1st off I think we should be on the regular DVR forum, this is for 921 support only, but seeing there is only one working unit IN THE WORLD we should be allright. Any way on the question I believe you have to have a duel feed. Check with dish I got a completely free upgrade to a dish 500 in anticipation of getting the ungettable , including installation, they came yesterday. Cheaper than a splitter. 
I think the 921 could be an evil April fool joke from CharliE*
I printed a picture of it and put it under my amp. Works great!


----------



## Tom488 (Dec 17, 2003)

Yes, the 921 absolutely, positively, without a doubt, no exceptions allowed, requires both tuners to be cabled to the SAME switch (or same type of switch in the case of cascaded switches).

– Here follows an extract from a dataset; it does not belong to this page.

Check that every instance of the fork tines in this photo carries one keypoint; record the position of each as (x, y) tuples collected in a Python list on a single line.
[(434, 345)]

Yes, the DP+44 switch will allow you to run a single cable from the switch to your receiver, then use a splitter to split out two cables to go to each tuner input.

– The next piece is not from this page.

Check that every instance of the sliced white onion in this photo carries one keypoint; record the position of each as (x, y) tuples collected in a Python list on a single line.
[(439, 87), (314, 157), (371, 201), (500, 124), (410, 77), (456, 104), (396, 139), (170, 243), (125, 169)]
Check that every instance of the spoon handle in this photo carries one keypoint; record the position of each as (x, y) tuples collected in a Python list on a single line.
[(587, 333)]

Yes, Dish500 (in any flavor - either a real Dish500 or two dishes pointing at 119/110) will get you all the HD content ("that's worth broadcasting") :sure: - with the exception of CBS-HD, and HD PPV (for now, anyway). All the other HD channels are on the 110° satellite.

Here on the east coast, it's officially Christmas. There's a big empty spot under my tree (about 16"x12"x5.25") that I'm pretty upset about. <sigh>

Oh well... there's always the New Year, or maybe President's Day. Easter? 4th of July? Okay, okay... Halloween - but that's as FAR as I'm going! :lol:


----------



## BarryO (Dec 16, 2003)

Tom488 said:


> Yes, Dish500 (in any flavor - either a real Dish500 or two dishes pointing at 119/110) will get you all the HD content ("that's worth broadcasting") :sure: - with the exception of CBS-HD, and HD PPV (for now, anyway). All the other HD channels are on the 110° satellite.


Actually, HD PPV is on 110, too.

Other than CBS, the HD demo channel is not on Dish 500; it's on 61.5 only.

Following Jim's not-so-funny advice from the last Retailer Chat, I had a box with the 921 brochure in it under my tree. 

'sounds like the development folks are off until the 1st and we won't get a SW upgrade (and thus, no quantity shipments) until after then.

The DP+44 is supposed to be available sometime in Q1 '04.

[I assume this thread will be moved to the Dish DVR Forum shortly].


----------